---
title: LLMOpt
emoji: 🚀
colorFrom: blue
colorTo: indigo
sdk: docker
pinned: false
---

# LLMOpt: The Adaptive Inference Optimization Framework (V2)

> **Intelligent Routing. Minimal Latency. Maximum ROI.**

In the era of sprawling Large Language Models (LLMs), routing every query to a flagship model like GPT-4o or Claude 3.5 Sonnet is financially unsustainable and computationally wasteful. 

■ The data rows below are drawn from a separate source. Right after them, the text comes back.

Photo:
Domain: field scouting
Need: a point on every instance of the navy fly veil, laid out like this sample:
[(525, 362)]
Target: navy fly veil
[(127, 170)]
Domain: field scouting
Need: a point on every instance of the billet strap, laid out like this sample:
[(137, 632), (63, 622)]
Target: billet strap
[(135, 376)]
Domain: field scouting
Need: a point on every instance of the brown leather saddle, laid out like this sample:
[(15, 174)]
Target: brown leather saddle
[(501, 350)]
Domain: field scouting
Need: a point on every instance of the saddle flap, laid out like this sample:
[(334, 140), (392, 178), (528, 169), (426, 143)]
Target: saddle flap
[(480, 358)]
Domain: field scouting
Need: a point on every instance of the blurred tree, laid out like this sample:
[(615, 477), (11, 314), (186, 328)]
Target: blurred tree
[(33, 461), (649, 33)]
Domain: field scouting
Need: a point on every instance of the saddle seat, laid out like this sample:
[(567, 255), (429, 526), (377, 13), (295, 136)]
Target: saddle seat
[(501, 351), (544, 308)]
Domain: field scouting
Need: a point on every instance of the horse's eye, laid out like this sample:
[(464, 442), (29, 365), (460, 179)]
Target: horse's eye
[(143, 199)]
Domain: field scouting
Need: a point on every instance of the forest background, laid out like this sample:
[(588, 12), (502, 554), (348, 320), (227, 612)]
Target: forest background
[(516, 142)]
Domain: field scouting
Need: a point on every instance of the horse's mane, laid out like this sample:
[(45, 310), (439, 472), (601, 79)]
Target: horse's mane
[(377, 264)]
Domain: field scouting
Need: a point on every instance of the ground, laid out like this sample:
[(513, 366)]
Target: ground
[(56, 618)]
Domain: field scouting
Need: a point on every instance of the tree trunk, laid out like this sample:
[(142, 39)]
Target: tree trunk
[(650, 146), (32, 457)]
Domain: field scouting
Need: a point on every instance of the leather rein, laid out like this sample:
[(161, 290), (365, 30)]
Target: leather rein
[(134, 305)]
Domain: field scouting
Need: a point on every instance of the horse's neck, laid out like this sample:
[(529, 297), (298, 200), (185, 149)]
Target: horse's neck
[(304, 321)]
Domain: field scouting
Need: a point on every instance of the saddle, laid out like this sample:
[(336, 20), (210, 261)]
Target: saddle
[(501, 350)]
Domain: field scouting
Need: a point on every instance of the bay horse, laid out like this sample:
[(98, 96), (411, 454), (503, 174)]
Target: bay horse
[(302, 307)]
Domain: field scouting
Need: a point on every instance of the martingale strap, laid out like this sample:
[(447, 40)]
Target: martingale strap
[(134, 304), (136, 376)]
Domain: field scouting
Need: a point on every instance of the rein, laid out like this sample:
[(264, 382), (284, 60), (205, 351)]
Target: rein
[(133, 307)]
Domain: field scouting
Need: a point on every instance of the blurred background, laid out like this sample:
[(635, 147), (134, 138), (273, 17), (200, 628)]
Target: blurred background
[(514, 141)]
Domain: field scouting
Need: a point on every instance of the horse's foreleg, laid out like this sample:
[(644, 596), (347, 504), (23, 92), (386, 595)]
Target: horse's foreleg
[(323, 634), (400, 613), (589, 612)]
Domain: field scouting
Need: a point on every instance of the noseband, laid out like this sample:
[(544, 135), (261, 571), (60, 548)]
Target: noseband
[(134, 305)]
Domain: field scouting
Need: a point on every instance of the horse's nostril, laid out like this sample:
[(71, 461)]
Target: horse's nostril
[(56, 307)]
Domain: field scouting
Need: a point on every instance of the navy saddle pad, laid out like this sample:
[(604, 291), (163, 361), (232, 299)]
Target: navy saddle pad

**LLMOpt** is an enterprise-grade middleware layer that sits between your application and your LLM providers. By dynamically analyzing the semantic complexity of incoming queries, LLMOpt automatically selects the most cost-effective model capable of handling the request, compresses context windows to reduce token waste, and caches responses—all while giving you full observability into its decision-making process.

```text
Your App → llmopt.generate(query) 
    → [Semantic Cache → NLI Analyze → GBR Estimate → Bayesian Optimize → LLMLingua Compress → Route] 
    → LLM API → Response
```

## Table of Contents

- [The V2 Architecture](#the-v2-architecture)
- [Core ML Components](#core-ml-components)
- [Graceful Degradation](#graceful-degradation)
- [Quick Start & Installation](#quick-start--installation)
- [Python SDK Usage](#python-sdk-usage)
- [REST API Integration](#rest-api-integration)
- [Supported Providers & Models](#supported-providers--models)
- [Explainability & Observability](#explainability--observability)

---

## The V2 Architecture

LLMOpt V2 has transitioned from a static, heuristic-based router to a fully **Machine Learning-powered pipeline**. The framework acts as an intelligent funnel, progressively optimizing the request before it ever reaches an LLM provider.

```mermaid
flowchart TD
    A[Incoming Query] --> B(Semantic Cache)
    B -->|Cache Hit| Z[Return Cached Response]
    B -->|Cache Miss| C(Query Analyzer)
    C --> D(Complexity Estimator)
    D --> E(Optimization Engine)
    E --> F(Prompt Optimizer)
    F --> G(Model Router)
    G --> H((LLM Provider))
    H --> I[LLM-as-a-Judge Evaluator]
    I -->|Feedback Loop| E
    I --> Z
```

### Pipeline Stages
1. **Semantic Cache**: Checks Redis for highly similar past queries.
2. **Query Analyzer**: Extracts structural features and semantic domains from the prompt.
3. **Complexity Estimator**: Predicts the cognitive load required to answer the query (0.0 to 1.0).
4. **Optimization Engine**: Minimizes a cost/quality objective function to pick the perfect model.
5. **Prompt Optimizer**: Intelligently compresses the prompt to shed unnecessary tokens.
6. **Model Router**: Dispatches the request via LiteLLM to OpenAI, Anthropic, Google, Ollama, etc.
7. **Evaluator (Optional)**: Scores the response quality and feeds it back to the optimization engine.

---

## Core ML Components

The V2 release introduces state-of-the-art machine learning to every layer of the pipeline:

### 1. Zero-Shot NLI Query Analyzer
Instead of relying on brittle regex patterns to determine if a query is asking for "code" or "math," LLMOpt utilizes HuggingFace's `cross-encoder/nli-distilroberta-base`. This semantic reasoning engine accurately categorizes query intent on the fly without requiring labeled datasets.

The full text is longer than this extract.